Модди, сопровождаемая приблизительно еще дюжиной прохожих, увеличила собой число зрителей. Все они принадлежали к разряду людей, которые всегда собираются вокруг шофера и молчаливо следят за тем, как он исправляет шину. Они терпеливы. Они не требуют быстрых и непрерывных чередований событий. Простого отверстия в земле, которое из всех видов зрелищ, быть может, наименее ярко и драматично, достаточно, чтобы приковать их внимание на несколько часов. Они вперили свои взоры в Джорджа и его мотор. Они не знали, что случилось и когда произойдет событие, но у них было твердое намерение дождаться этого события. Пускай это будут годы или даже вечность, но они решили не отходить, пока оно не наступит. Разного рода догадки послышались в толпе.
– Что случилось?
– Несчастный случай.
– Нет, джентльмена обокрали.
– Два джентльмена подрались.
– Малый обманул шофера.
Какой-то скептик высказал совсем уже циничную мысль:
– Это делается для кинематографа.
Эта идея мгновенно приобрела популярность.

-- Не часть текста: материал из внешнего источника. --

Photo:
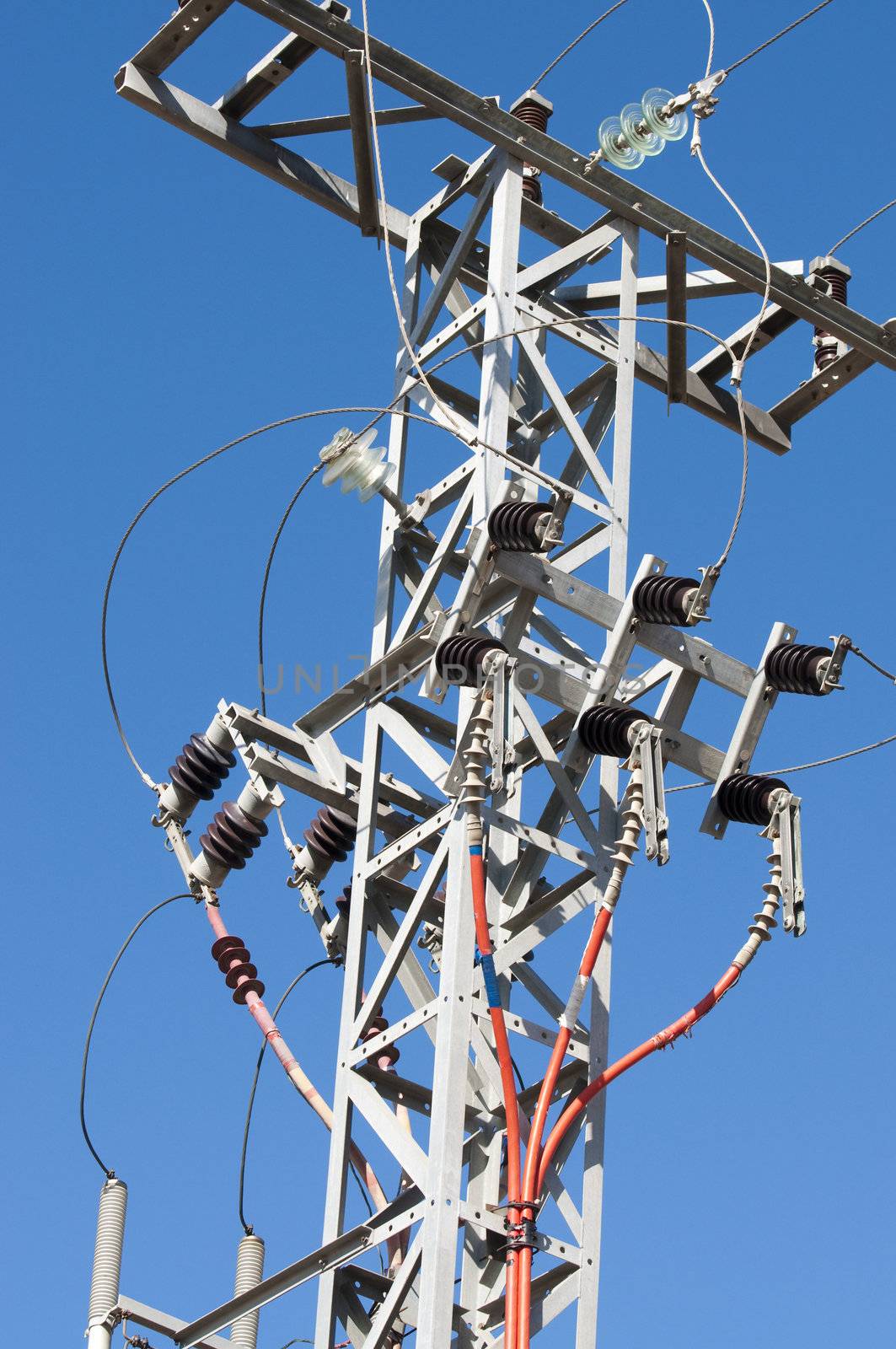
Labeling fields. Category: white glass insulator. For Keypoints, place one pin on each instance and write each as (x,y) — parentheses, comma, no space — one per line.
(357,465)
(668,127)
(615,148)
(637,134)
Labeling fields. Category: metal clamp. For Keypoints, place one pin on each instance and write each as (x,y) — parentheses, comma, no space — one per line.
(700,600)
(312,903)
(647,752)
(786,826)
(834,667)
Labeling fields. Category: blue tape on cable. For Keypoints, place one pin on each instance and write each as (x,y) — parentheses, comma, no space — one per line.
(490,978)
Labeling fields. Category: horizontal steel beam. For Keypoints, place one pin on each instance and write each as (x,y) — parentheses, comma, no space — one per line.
(577,172)
(162,1324)
(653,290)
(395,1217)
(341,121)
(228,135)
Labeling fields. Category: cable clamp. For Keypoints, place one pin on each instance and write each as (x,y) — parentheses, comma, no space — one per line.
(523,1236)
(784,826)
(700,600)
(648,753)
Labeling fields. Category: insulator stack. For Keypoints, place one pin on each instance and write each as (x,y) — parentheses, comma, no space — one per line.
(233,836)
(475,759)
(249,1270)
(199,771)
(632,818)
(837,276)
(107,1260)
(763,922)
(797,669)
(389,1056)
(460,660)
(236,966)
(664,599)
(355,463)
(520,526)
(330,836)
(534,111)
(605,730)
(748,798)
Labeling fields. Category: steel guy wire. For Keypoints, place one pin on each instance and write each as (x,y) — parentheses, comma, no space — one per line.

– Это фильм. Оператор скрыт в моторе.
– Что же будет дальше?
Один из зевак, с красным носом, вооруженный лотком с запонками, направил мысли в другую сторону. Он говорил решительно, как человек, пользующийся авторитетом.
– Ничего подобного, толстяк выпил лишнего, и это ему бросилось в голову! Шофер, который до сих пор величаво игнорировал волнение низшего класса, внезапно стал любознательным.
– В чем дело? – спросил он, обернувшись и обращаясь к высунутой голове Джорджа.
– Я сам как раз хотел бы это узнать, – ответил Джордж. Он указал на продавца запонок.
– Кажется, у этого джентльмена самое правильное объяснение.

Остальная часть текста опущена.